Component 2: witnessing HCV-related suffering and death in others

In addition to using HIV as a construct to form HCV illness perception, the experiences of HCV-infected family and acquaintances also impacted participants’ illness perceptions. Participants spoke of the impact of illness in kin, of the impact of illness in acquaintances, and of the lasting impact of these recollections on their willingness to engage in HCV treatment.

Impact of illness in kin

Descriptions of the impact of HCV in family members were often very detailed and made a lasting impact on participants. One participant recalled witnessing his brother die of HCV-related liver disease. The following account describes the participant’s highly detailed memory:

“My brother died of Hep C and then his wife died of Hep C… that’s a very ugly death—the color, the way they swell. They lose their leg movements completely, some arm movements. My brother was never crippled, but he was in a wheelchair. He couldn’t walk, he couldn’t even wipe his own butt. It got real bad…I couldn’t hold a conversation with him because he’s being fed by tubes, a machine is breathing for him and he’s swelling up. He always weighed like 160 lbs, he’s solid, the Marine type. [Once he became ill] he swelled up like three times his size and then he got black, he had the jaundice thing. I just couldn’t bear to see him so I told the doctors to pull the plug, just let him die. It was a hard decision…”

Years later, this participant is able to recall particular details of his brother’s hospitalization and death, recounting his brother’s ill appearance and the medical equipment used near the time of his death. His brother died an “ugly death,” a description that other participants echoed with similarly illustrative examples of seeing death and suffering in loved-ones.

Some participants did not know at the time that their loved-ones were dying of liver disease and realized the true cause of death only after contracting HCV themselves. For example, this participant described his childhood memory of a sick parent:

“[My mother] had cirrhosis of the liver… she was very small, and her stomach was so big, and we said to the [neighborhood] kids she was having a baby. And one day, one kid said, you said [that she was pregnant] last year, and the year before that. …I didn’t connect that with [HCV]. But, as I started going to the groups, and I started taking notes, and learned that my liver could get to where she was at the last stop.”

This example exemplifies participants’ vivid recollections of witnessing loved-ones struggle with HCV, recollections that haunted this participant years later. Furthermore, this participant’s verbalization of how he feared he could die just as his mother died was echoed by other individuals in our study about their loved-ones.

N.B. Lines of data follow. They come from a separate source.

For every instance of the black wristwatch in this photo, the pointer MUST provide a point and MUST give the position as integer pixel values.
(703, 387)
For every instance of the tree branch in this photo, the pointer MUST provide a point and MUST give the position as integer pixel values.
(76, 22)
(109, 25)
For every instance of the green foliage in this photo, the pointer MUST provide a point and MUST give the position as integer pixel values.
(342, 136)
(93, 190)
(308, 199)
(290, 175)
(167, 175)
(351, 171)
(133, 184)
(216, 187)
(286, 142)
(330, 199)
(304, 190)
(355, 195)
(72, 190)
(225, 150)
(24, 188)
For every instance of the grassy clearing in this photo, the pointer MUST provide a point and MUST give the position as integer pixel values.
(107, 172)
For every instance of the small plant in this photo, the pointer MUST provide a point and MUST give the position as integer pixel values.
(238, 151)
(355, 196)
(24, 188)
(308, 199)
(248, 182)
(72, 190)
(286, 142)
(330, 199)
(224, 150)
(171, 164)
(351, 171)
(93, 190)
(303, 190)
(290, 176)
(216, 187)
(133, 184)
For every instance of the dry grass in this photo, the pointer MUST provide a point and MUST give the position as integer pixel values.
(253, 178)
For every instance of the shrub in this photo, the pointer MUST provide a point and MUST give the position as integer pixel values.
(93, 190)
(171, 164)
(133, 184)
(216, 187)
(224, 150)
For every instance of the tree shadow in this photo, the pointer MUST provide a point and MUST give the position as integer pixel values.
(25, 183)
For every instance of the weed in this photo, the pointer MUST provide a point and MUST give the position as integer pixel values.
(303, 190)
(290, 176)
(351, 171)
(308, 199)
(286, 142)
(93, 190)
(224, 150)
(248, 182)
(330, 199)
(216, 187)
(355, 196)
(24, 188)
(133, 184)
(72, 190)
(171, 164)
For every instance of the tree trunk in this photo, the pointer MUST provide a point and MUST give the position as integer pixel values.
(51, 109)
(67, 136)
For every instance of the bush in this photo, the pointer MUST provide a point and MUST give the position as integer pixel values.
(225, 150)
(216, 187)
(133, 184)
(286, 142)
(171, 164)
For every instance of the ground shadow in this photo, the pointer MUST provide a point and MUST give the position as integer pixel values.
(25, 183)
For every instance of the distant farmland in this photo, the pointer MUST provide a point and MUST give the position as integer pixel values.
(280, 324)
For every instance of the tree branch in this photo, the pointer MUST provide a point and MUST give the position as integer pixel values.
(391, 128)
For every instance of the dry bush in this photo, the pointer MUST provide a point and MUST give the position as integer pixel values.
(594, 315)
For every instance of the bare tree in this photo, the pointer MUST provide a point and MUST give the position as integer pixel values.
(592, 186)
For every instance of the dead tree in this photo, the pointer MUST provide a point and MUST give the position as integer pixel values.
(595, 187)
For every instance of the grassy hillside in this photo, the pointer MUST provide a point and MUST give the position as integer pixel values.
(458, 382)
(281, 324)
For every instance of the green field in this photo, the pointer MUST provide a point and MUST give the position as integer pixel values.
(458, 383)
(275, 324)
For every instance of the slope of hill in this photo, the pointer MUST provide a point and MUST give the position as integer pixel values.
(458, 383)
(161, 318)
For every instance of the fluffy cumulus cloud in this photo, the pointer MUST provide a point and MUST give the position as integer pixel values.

Impact of illness in acquaintances

In addition to family members, some participants were moved by the experience of seeing non-family members suffer from HCV. For example, this participant’s example of witnessing HCV-related death is stated in more general terms, with a reference to “people” rather than to someone close to him:

“You know, I seen people that died with Hep C and it’s not pretty. It’s a situation that you suffer after a while—it starts eating you up—your cells and everything…” [Italics mine].

Though the individual did not specify who the “people” were, his statement indicated that the destructive physical outcomes of HCV left a lasting impression on him. Similarly, another participant referred to a number of unnamed acquaintances living with HCV:

“I feel like [HCV’s] a thing that really kills you. I see a lot of people die of it now. Now I open my eyes to it and say ‘wait a minute.’ Thank God I [started treatment] now, before it got worse since I see so many people dying of it” [Italics mine].

These accounts suggest that regardless of the degree of familial or social closeness, witnessing suffering impacts individuals’ perception of HCV.

Impact of witnessing on treatment uptake

Participants described the lasting impact of witnessing HCV-related deaths. Some participants explicitly stated how the proximity to HCV’s fatal outcomes encouraged treatment initiation. For example, one participant related the effect that his aunt’s experience with HCV had on his decision to begin treatment:

“I really thought about it because when [my doctor] told me about all the side effects I was like, ‘I don’t want to feel like that.’ And then again, I thought about my [deceased] aunt and I said, ‘if I can’t make it through the whole six months, at least I’ll try.’ That’s what kept me going, thinking about getting rid of that thing. Because, [HCV] could kill you.”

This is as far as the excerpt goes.